All defaults are defined in `vtrim/config.py`:

```python
from vtrim import Config

# Customize settings
Config.CONF_THRESHOLD = 0.15  # Higher sensitivity
Config.PADDING = 2.0          # More padding
Config.GAP_TOLERANCE = 10.0   # Merge nearby detections
Config.SAMPLE_FPS = 2.0       # Analysis sample rate (2 FPS)
Config.BATCH_SIZE = 4         # Inference batch size
```

---

## Output Formats

### JSON Output (stdout)
Machine-readable format for scripting:

```json
{
  "segments": [
    {"start": 2.3, "end": 5.8},
    {"start": 10.1, "end": 14.7}
  ]
}
```

### FCP7 XML (DaVinci Resolve / Premiere Pro)

Compatible with:
- DaVinci Resolve
- Adobe Premiere Pro
- Final Cut Pro 7

Features:
- Full timeline (valid + invalid segments)
- Color-coded clips (blue=keep, gray=skip)
- Synchronized audio/video
- Frame-accurate timing

### Trimmed Video

- Format: MP4 (same as input)
- Codec: Unchanged (stream copy)
- Quality: Lossless (no re-encoding)

---

## Troubleshooting

### Error: "FFmpeg not found"

**Solution:** Install FFmpeg:

```bash
# macOS
brew install ffmpeg

# Ubuntu/Debian
sudo apt-get install ffmpeg

# Windows
# Download from https://ffmpeg.org/download.html
```

### Error: "Input video file not found"

**Solution:** Check that the file path is correct (absolute or relative to current directory).

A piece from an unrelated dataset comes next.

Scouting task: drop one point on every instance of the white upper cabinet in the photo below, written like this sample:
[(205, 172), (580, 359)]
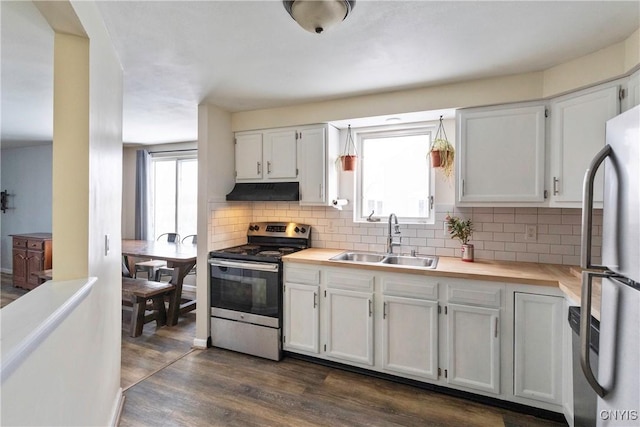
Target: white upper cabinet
[(266, 155), (500, 155), (280, 154), (317, 154), (578, 125), (249, 156)]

### Error: "No human segments detected"

**Solutions:**
1. Lower `--conf-threshold` (e.g., 0.15 for higher sensitivity)
2. Verify the video actually contains people
3. Check that `vtrim/yolov8n.pt` model file exists

### Slow Analysis

**Tips:**
- First run downloads the model (one-time delay)
- Subsequent runs are 50-80% faster (model cached)
- Reduce `Config.SAMPLE_FPS` for faster but less accurate analysis

---

## Best Practices

1. **Test with short videos first**: Verify settings before processing long videos
2. **Keep original backups**: Always preserve source files until satisfied
3. **Use verbose mode for debugging**: `vtrim --input video.mp4 --verbose`
4. **Combine outputs for flexibility**: Generate both trimmed video AND XML timeline

---

## Requirements

- Python 3.7+
- FFmpeg (must be in PATH)
- Dependencies:
  - opencv-python
  - ultralytics
  - setuptools

---

## Environment Variables

| Variable | Values | Effect |
|----------|--------|--------|
| `ANALYZER_PROGRESS_JSON` | "0" (default), "1" | Output progress as JSON to stderr |

Example:
```bash
ANALYZER_PROGRESS_JSON=1 vtrim --input video.mp4
```

---

## Project Structure

```
vtrim/
├── __init__.py          # Package initialization, exports Config
├── analyzer.py          # Human detection logic
├── cli.py              # Command-line interface
├── config.py           # Configuration settings
├── ffmpeg_utils.py     # FFmpeg video processing
├── model.py            # YOLO model loading
├── segment_utils.py    # Segment merging/padding
├── xml_export.py       # FCP7 XML export
└── yolov8n.pt          # Pre-trained YOLO model
```

---

## Notes

- The underlying model is **YOLOv8n** (PyTorch format), optimized for CPU inference.
- Video trimming uses **FFmpeg stream copy** (`-c copy`), so it's fast and lossless—no quality degradation.
- Progress updates are printed to `stderr` during analysis (every 5% for known-length videos).
- For automation, set the environment variable `ANALYZER_PROGRESS_JSON=1` to receive machine-readable progress messages on `stderr`.

---

## Documentation

- **README.md**: This file - comprehensive overview and quick start guide
- **CHANGELOG.md**: Detailed version history, optimizations, and upgrade notes

For more detailed usage examples and advanced configurations, see the inline documentation in `vtrim/config.py` and individual module docstrings.

---

## Support

- **GitHub**: https://github.com/chiaweilee/vtrim
- **Issues**: https://github.com/chiaweilee/vtrim/issues
- **License**: Apache License v2

---

## Version

Current version: **0.2.0**

See [CHANGELOG.md](CHANGELOG.md) for the latest updates and migration notes.